SLIDE 25 Design Problem for You
- Idea: Each day, collect all the files (f1, f2, …, fn) that
are logged that day. Then, publish something in the next day’s newspaper, to commit to these files.
- Question: What should we publish?
Needs to be short, and ensure after-the-fact changes or backdating are detectable.
- When a file fi is exhibited into evidence in a trial,
how can judge verify it hasn’t been modified post- facto?
SLIDE 26 Your Solution
- Store in database: f1, Sign(f1), f2, Sign(f2), …,
fn, Sign(fn)
- Publish: public key
- To verify fi : reveal f1, Sign(fi)
- Critique: Sysadmin can get a copy of the
private key, modify database, update the signature, and thus modify old entries or create new backdated entries.
SLIDE 27 Your Solution
- Publish: H(f1, f2, …, fn)
- To verify fi : reveal f1, f2, …, fn
SLIDE 28 Solution
- Each day, collect all the files (f1, f2, …, fn) that are
logged that day. Then, publish H(f1, f2, …, fn) in the next day’s newspaper, to commit to these files.

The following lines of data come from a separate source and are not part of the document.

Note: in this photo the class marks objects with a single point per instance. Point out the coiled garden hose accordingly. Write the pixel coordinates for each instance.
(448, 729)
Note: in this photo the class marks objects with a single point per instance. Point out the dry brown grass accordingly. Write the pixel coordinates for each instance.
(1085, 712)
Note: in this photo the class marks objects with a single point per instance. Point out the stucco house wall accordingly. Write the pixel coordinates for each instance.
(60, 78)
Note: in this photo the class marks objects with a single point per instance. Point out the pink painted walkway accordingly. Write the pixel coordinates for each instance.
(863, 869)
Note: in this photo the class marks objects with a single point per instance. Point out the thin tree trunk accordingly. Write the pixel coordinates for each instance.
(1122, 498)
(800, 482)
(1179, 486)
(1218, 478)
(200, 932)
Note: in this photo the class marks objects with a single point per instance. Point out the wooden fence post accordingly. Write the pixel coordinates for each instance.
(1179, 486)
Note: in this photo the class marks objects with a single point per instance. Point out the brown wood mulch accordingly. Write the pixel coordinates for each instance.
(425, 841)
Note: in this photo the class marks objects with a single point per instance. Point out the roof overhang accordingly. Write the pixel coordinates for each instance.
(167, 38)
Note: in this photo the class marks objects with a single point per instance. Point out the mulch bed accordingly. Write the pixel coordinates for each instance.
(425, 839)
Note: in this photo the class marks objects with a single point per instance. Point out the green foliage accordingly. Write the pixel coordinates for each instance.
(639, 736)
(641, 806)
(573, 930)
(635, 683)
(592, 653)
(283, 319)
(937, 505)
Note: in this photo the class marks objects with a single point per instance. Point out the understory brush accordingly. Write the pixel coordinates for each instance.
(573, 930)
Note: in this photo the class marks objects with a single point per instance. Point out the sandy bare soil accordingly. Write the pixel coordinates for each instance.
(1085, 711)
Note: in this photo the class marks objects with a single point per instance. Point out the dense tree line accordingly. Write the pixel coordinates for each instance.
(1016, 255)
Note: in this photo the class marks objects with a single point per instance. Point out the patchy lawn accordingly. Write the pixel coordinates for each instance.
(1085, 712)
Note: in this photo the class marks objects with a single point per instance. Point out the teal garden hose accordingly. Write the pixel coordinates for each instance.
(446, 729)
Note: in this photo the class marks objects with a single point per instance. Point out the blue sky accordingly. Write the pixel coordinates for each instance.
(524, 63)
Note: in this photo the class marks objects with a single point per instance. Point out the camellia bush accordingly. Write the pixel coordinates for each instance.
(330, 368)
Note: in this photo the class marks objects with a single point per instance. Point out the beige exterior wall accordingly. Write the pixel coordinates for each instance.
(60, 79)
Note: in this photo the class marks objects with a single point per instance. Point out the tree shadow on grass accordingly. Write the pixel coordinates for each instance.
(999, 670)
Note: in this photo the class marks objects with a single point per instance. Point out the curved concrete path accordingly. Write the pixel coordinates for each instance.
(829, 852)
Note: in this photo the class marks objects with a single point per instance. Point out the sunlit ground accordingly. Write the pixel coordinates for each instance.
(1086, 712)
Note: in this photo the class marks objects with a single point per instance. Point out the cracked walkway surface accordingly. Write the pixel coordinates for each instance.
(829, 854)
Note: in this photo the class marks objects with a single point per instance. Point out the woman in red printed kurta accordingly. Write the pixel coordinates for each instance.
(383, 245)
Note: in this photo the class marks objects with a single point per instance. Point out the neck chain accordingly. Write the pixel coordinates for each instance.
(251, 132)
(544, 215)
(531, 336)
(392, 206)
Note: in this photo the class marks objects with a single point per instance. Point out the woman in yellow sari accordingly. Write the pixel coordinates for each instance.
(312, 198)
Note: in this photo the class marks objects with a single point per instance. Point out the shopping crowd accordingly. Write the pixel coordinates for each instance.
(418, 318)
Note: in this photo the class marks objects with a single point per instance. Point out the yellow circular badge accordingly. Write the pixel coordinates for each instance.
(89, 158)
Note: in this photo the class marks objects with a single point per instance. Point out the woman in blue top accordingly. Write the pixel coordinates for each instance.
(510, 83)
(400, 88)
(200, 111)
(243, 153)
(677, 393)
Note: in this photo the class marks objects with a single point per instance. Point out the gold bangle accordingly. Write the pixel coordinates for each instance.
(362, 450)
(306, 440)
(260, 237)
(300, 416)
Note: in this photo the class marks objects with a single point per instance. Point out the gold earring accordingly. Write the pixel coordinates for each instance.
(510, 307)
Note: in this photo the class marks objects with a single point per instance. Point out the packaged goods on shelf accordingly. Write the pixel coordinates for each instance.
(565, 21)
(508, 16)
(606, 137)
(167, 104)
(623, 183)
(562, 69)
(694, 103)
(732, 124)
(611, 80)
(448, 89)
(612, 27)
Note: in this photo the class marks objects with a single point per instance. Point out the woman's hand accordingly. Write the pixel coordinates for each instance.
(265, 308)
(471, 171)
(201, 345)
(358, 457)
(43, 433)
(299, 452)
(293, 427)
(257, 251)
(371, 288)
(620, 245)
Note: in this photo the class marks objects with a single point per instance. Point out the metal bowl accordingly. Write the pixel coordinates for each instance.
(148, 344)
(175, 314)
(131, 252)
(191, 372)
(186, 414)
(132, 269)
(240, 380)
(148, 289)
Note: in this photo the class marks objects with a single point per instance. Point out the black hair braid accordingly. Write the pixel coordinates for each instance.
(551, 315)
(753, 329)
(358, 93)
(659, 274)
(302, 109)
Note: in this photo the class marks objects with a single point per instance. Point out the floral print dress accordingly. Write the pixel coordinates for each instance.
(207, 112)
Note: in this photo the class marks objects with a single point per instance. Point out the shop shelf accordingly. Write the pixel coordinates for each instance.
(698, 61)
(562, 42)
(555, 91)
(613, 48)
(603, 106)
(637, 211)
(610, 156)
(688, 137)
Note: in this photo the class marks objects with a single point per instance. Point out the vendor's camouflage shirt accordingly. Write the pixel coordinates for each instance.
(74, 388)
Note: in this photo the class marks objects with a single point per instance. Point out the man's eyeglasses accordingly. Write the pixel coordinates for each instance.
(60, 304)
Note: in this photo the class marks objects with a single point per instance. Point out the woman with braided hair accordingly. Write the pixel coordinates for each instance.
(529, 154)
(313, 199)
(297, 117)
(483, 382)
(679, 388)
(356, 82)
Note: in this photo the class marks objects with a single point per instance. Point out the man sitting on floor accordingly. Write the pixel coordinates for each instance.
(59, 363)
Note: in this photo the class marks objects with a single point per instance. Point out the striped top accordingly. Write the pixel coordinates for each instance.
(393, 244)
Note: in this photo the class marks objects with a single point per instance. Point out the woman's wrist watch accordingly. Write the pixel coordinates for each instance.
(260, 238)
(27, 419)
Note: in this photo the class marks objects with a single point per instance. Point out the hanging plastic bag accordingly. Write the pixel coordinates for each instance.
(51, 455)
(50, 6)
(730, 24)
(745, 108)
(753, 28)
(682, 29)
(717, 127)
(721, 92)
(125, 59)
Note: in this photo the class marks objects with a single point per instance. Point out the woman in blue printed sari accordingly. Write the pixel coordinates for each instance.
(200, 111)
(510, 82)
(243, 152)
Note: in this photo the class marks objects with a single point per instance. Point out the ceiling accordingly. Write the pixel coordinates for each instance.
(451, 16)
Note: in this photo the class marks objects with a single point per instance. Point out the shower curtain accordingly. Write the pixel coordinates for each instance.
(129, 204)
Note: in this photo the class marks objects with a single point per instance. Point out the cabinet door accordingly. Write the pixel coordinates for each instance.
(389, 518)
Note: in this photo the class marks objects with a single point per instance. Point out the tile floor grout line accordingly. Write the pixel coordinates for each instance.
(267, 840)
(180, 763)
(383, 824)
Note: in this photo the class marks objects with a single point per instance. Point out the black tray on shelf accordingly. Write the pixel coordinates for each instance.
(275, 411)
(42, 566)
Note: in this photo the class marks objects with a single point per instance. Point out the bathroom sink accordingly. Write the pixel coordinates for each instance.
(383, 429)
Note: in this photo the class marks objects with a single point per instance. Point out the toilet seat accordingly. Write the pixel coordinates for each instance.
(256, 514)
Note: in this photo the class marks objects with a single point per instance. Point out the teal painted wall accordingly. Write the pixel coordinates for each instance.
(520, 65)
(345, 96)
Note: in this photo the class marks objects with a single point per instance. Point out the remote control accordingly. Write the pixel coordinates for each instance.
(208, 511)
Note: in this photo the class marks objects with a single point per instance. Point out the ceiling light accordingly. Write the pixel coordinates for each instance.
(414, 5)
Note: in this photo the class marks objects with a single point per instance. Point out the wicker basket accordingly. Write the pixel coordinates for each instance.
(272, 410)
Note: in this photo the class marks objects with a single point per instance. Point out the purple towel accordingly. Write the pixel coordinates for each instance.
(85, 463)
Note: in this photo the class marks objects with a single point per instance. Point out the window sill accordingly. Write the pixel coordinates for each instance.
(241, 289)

- When a file fi is exhibited into evidence in a trial,
reveal f1, f2, …, fn to judge. Judge can hash them, check that their hash was in the right day’s newspaper, and check that fi is in the list.
SLIDE 29 Better Solution
- Each day, collect all the files (f1, f2, …, fn) that are
logged that day. Let f0 be the previous day’s hash. Publish H(f0, f1, f2, …, fn) in the next day’s newspaper, to commit to these files.
- Note that exhibiting file fi into evidence still requires
revealing entire list of other files (f1, f2, …, fn) that were logged that day. Can you think of any way to avoid that?
SLIDE 30 Take-away
- Using hash chaining, we can provide tamper-
evident audit logs that let us detect after-the-fact modifications and backdated entries.